To ease the constrains we increased the number of worker nodes on Galaxy-qld and changed CPU allocation for some jobs, as well as number of concurrent jobs per user. The user policy will be modified to provide a better experience for all users, but we can do better with cooperation from our users:
– do not run a new analysis on many genome-scale datasets. Develop your analysis with a small dataset, if possible.
– do not delete and resubmit queued jobs. Usually jobs are queued because there is no spare capacity on the server, or users exceed the limits on number of concurrent jobs. The submitted jobs will be completed eventually.
– use faster tools, such as HiSAT2 and StringTie.
Today we had a Galaxy workshop for postgraduate students at IMB. The participants used data and protocol from the Basic RNA-Seq Galaxy tutorial provided by Genomics Virtual Lab. The second half of the workshop was dedicated to Galaxy workflows. The participants created, modified and used a Galaxy workflow.
The workshop was done on Galaxy-tut. The server was updated recently, and it coped well with the load during the workshop.
The workshop presentation is available for download as a pdf file.
A talk about Galaxy-qld at Griffith University, Gold Coast campus, is scheduled for May 22, 2017, from 12:00 to 13:00. Location: building G40, room 4.111. Title for the seminar: Galaxy-qld, a local server for genomic research. The seminar is aimed on a broad range of biologists interested in analysis of high-throughput sequencing data and does not require knowledge of genomics or programming. The even is open to everyone, without a registration. The presenter: Igor Makunin.
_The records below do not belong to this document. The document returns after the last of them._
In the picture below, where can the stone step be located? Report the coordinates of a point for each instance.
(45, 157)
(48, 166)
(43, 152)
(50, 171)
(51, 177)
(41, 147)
There will be a limited user support for Galaxy-qld users on Monday, May 22, because of the seminar.
UPDATE. Slides are available for download (link to pdf
Galaxy-qld is getting popular, with over 900 registered users. The server is crunching the data 24/7. Demand for computing resources is rising rapidly, and at times Galaxy-qld runs at full capacity, without any spare compute resources. User activity goes up around noon (Brisbane time) and remains high until late evening. We maxed out the available resources, both in storage and CPUs, and introduced changes to the server to improve performance. Since today, the registered users can run up to 12 concurrent jobs, including four concurrent jobs required 5 CPUs (most aligners, some tools from Cufflinks and GATK2 packages).
Performance of the server also can be improved by better user practice. If submitted jobs are queued for long time, check @GVL_QLD updates on Twitter. The updates are accessible to anyone through the link. There is no need to have an account on Twitter to see the feed.
Do not delete and resubmit the queued jobs. The submitted jobs will be completed eventually, usually overnight. It is ok to submit other jobs, if you have queued jobs.
Not all jobs are identical. All assembly jobs run on 16 CPUs and need a whole worker node. These jobs tend to stay in the queue for a long time. Simple jobs such as filtering, FastQC or FASTQ Groomer use a single CPU and sneak into any available slot. Most aligners use five CPUs and also tend to queue for some time.